In this section: |
The Plan Editor consists of a canvas, where the transformation process logic is defined by connecting steps together, and a palette, where the various steps are listed, as shown in the following image.
You can add steps to the Plan Editor by dragging a step from the palette and dropping it onto the canvas, as shown below.
The steps can be connected together by dragging the out endpoint of one step to the in endpoint of another, as shown in the following image.
You can also select the Connection object from the palette and then click the output from one step and then the input from another step, as shown below.
The connection adjusts itself into place when the cursor gets near, as shown in the following image.
Properties for each step can be edited by double-clicking on the step, or by right-clicking the step and selecting Edit Properties, as shown in the following image.

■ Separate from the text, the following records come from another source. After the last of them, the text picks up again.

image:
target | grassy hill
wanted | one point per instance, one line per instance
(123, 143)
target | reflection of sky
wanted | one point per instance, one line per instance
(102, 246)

For information on the available steps in MDS Manager and their functions, see the documentation files for each step, located in the Help menu.
By default, the palette is set to show only the most frequently-used steps. The set of steps available in the palette can be modified by using the palette set selection list in the palette.
The following list shows the palette set options.
Palette sets can be added and modified in the preferences by clicking Window, selecting Preferences, MDS, Plan Editor, and then clicking Palette Sets.
Comments can be used to place notes or other information on the canvas, or to place around a series of steps to visually group them together.
Plans can be embedded inside other plans in order to reuse a series of steps that have already been created or simply to save space on the Plan Editor canvas. This is done by dragging the New Include object from the palette onto the canvas and selecting the plan file to include.
To connect the included plan to other steps in the plan, right-click on the included plan and select Add step reference. Select the appropriate input and/or output steps from the displayed list of steps in the embedded plan.
To use the embedded plan, connect the steps inside the included plan to the steps in the containing plan file, as shown in the following image.
Double-clicking the include box opens the included plan for editing. The tabs show the included plans. To return to the containing plan, use the tabs at the bottom of the canvas, as shown in the following image.
Existing files can be added to the MDS Manager for use as input data. Files can be added by dragging them from the file system and dropping them to the Files folder in the navigation panel, or by copying them from the destination folder to the desired folder inside the workspace folder in the file system.
To use an input file in a plan, it must first be assigned metadata describing the format of the data. When a data file (for example, a .txt or .csv) is opened for the first time, the metadata editor is launched, as shown in the following image.
The metadata editor presents options for how to read the file, such as the type of delimiter used, the data types of each column, and whether the file contains header rows. The result data can be previewed in the lower panel of the editor to examine the results of the metadata settings. Clicking OK in the metadata editor opens the data file for viewing.
The file metadata can be edited at a later time by right-clicking on the file and selecting Edit Metadata.
Double-clicking a text file (for example, a .txt or .csv), opens it for viewing in the CSV Viewer. The CSV Viewer displays the data in rows and columns, as defined in the file metadata.
To sort a column, click the name of the column in the header row. Clicking once will sort the data in ascending order (for example, smallest-to-largest, or A-to-Z), indicated by an up arrow. Clicking again will sort the data in descending order, indicated by a down arrow. Clicking a third time will remove all sorting and revert to the original ordering of the data, indicated by no arrow.
To show only a subset of the data, click the View Settings button in the toolbar.
The View Settings dialog appears, which contains the Filter, as shown in the following image.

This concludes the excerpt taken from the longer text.